I'm assuming there are other people (I'm a person too, honest!) up in here asking this same question, but I haven't seen them so far, and I do see all these posts about AI "alignment" and I can't help but wonder: when did we discover an objective definition of "good"?
I've already mentioned it elsewhere here, but I think Nietzsche has some good (heh) thoughts about the nature of Good and Evil, and that they are subjective concepts. As ChatGPT has to say:
Nietzsche believed that good and evil are not fixed things, but rather something that people create in their minds. He thought that people create their own sense of what is good and what is bad, and that it changes depending on the culture and time period. He also believed that people often use the idea of "good and evil" to justify their own actions and to control others. So, in simple terms, Nietzsche believed that good and evil are not real things that exist on their own, but are instead created by people's thoughts and actions.
How does "alignment" differ? Is there a definition somewhere? From what I see, it's subjective. What is the real difference between "how to do X" and "how to prevent X"? One form is good and the other not— depending on what X is? But again, perhaps I misunderstand the goal, and what exactly is being proposed be controlled.
Is information itself good or bad? Or is it how the information is used that is good or bad (and as mentioned, relatively so)?
I do not know. I do know that I'm stoked about AI, as I have been since I was smol, and as I am about all the advancements us just-above-animals make. Biased for sure.
I have been writing hard science fiction stories where this issue is key for over two years now. I’m retired after a 30 year career in IT and my hobby of writing is my full time “job” now. Most of that time is spent on research of AI or other subjects related to the particular stories.
One of the things I have noticed over that time is that those who talk about the alignment problem rarely talk about the point you raise. It is glossed over and taken as self-evident while I have found that the subject of values appears to be at least as complex as genetics (which I have also had to research). Here is an excerpt from one story…
“Until the advent of artificial intelligence the study of human values had not been taken seriously but was largely considered a pseudoscience. Values had been spoken of for millennia however scientifically no one actually knew what they were, whether they had any physical basis or how they worked. Yet humans based most if not all of their decisions on values and a great deal of the brain’s development between the ages of five and twenty five had to do with values. When AI researchers began to investigate the process by which humans made decisions based on values they found some values seemed to be genetically based but they could not determine in what way, some were learned yet could be inherited and the entire genetic, epigenetic and extra-genetic collection of values interacted in a manner that was a complete mystery. They slowly realized they faced one of the greatest challenges in scientific history.”
Since one can’t write stories where the AI are aligned with human values unless those values are defined I did have to create theories to explain that. Those theories evolved over the course of writing over two thousand pages consisting of seven novellas and forty short stories. In a nutshell…
*In our universe values evolve just like all the other aspects of biological humans did – they are an extension of our genetics, an adaptation that improves survivability.
*Values exist at the species, cultural and individual level so some are genetic and some are learned but originally even all “social” values were genetic so when some became purely social they continued to use genetics as their model and to interact with our genetics.
*The same set of values could be inherent in the universe given the constants of physics and convergent evolution – in other words values tend towards uniformity just as matter gives rise to life, life to intelligence and intelligence to civilization.

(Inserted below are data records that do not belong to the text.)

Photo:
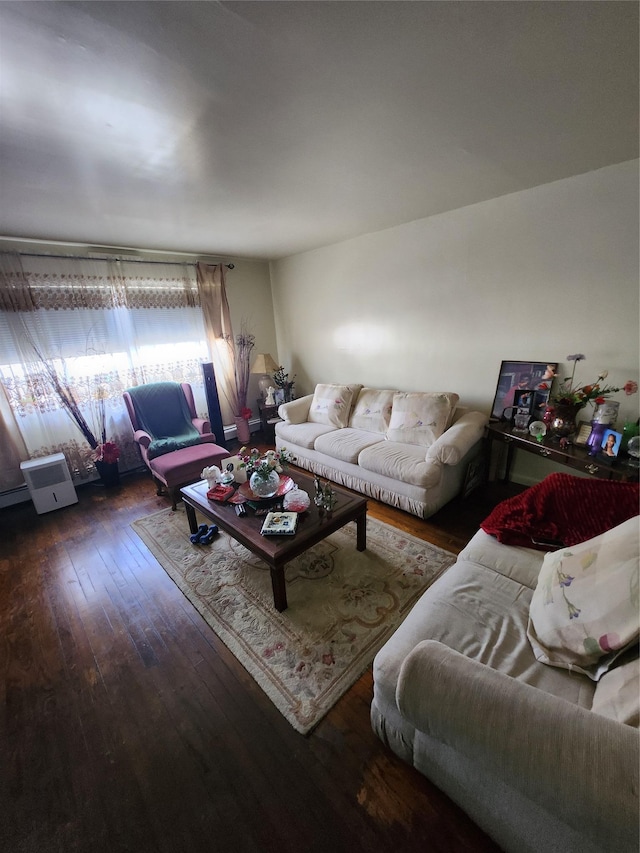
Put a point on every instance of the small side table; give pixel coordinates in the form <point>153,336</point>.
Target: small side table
<point>268,419</point>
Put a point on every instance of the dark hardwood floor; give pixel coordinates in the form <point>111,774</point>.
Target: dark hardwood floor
<point>127,725</point>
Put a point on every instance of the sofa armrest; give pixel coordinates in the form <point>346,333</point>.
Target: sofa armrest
<point>142,438</point>
<point>296,411</point>
<point>578,765</point>
<point>458,440</point>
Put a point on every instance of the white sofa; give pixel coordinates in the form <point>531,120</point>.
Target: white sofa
<point>410,450</point>
<point>543,758</point>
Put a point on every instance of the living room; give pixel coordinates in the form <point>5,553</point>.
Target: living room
<point>390,222</point>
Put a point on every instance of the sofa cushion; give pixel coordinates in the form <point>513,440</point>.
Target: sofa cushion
<point>521,564</point>
<point>617,693</point>
<point>331,404</point>
<point>405,462</point>
<point>420,418</point>
<point>304,435</point>
<point>372,410</point>
<point>346,444</point>
<point>584,610</point>
<point>482,615</point>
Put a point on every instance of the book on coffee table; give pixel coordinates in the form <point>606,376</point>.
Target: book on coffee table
<point>280,524</point>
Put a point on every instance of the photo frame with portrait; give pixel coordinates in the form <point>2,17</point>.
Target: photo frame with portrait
<point>610,445</point>
<point>522,376</point>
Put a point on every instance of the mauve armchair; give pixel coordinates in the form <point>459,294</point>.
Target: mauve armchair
<point>175,444</point>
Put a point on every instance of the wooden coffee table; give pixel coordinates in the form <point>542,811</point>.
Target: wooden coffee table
<point>277,551</point>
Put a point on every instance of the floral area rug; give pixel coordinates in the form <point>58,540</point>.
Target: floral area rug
<point>343,604</point>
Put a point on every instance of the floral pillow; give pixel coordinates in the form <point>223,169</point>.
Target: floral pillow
<point>331,404</point>
<point>372,410</point>
<point>420,417</point>
<point>584,611</point>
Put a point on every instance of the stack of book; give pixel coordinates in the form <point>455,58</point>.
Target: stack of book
<point>280,524</point>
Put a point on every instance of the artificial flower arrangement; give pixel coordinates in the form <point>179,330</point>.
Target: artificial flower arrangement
<point>597,393</point>
<point>262,464</point>
<point>282,381</point>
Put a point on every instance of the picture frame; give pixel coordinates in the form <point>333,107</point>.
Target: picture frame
<point>583,433</point>
<point>521,409</point>
<point>522,376</point>
<point>610,446</point>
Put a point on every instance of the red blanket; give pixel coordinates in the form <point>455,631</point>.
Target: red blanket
<point>562,510</point>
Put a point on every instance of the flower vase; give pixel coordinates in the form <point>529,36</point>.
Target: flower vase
<point>264,487</point>
<point>109,473</point>
<point>242,430</point>
<point>563,423</point>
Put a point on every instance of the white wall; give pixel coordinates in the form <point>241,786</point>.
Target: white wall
<point>438,303</point>
<point>250,301</point>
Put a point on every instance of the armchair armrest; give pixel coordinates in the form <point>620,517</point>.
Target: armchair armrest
<point>201,425</point>
<point>142,438</point>
<point>296,411</point>
<point>458,440</point>
<point>577,765</point>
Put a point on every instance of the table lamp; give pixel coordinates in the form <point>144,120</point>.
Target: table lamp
<point>266,366</point>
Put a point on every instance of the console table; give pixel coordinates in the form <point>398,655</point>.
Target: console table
<point>572,455</point>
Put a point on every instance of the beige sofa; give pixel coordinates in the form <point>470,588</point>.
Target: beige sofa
<point>410,450</point>
<point>542,757</point>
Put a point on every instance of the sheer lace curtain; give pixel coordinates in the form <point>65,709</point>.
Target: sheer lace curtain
<point>217,320</point>
<point>104,325</point>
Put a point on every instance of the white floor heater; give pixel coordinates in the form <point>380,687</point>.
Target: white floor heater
<point>49,482</point>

*Lastly I use values as a theory for the basis of consciousness – they represent the evolutionary step beyond instinct and enable rational thought. For there to be values there must be emotions in order for them to have any functional effect and if there are emotions there is an emergent “I” that feels them. The result of this is that when researchers create AI based on human values, those AI become conscious.
Please keep in mind this is fiction, or perhaps the term speculation takes it a step closer to being a theory. I use this model to structure my stories but also to think through the issues of the real world.
Values being the basis of ethics brings us back to your issue of “good”. Here is a story idea of how I expect ethics might work in AI and thus solve the alignment problem you raise of “Is there a definition somewhere?” At one thousand words it takes about five minutes to read. My short stories, vignettes really, don’t provide a lot of answers but are more intended as reflections on issues with AI.
https://acompanionanthology.wordpress.com/the-ethics-tutor/
With regard to your question, “Is information itself good or bad?” I come down on the side of Nietzsche (and I have recently read Beyond Good And Evil) that values are relative so in my opinion information itself is not good or bad. Whether it is perceived as good or bad depends on the way it is applied within the values environment.
My point is that complexity, no matter how objective a concept, is relative. Things we thought were "hard" or "complex" before, turn out to not be so much, now.
Still with me? Agree, disagree?
Patterns are a way of managing complexity, sorta, so perhaps if we see some patterns that work to ensure "human alignment[1]", they will also work for "AI alignment" (tho mostly I think there is a wide wide berth betwixt the two, and the later can only exist after of the former).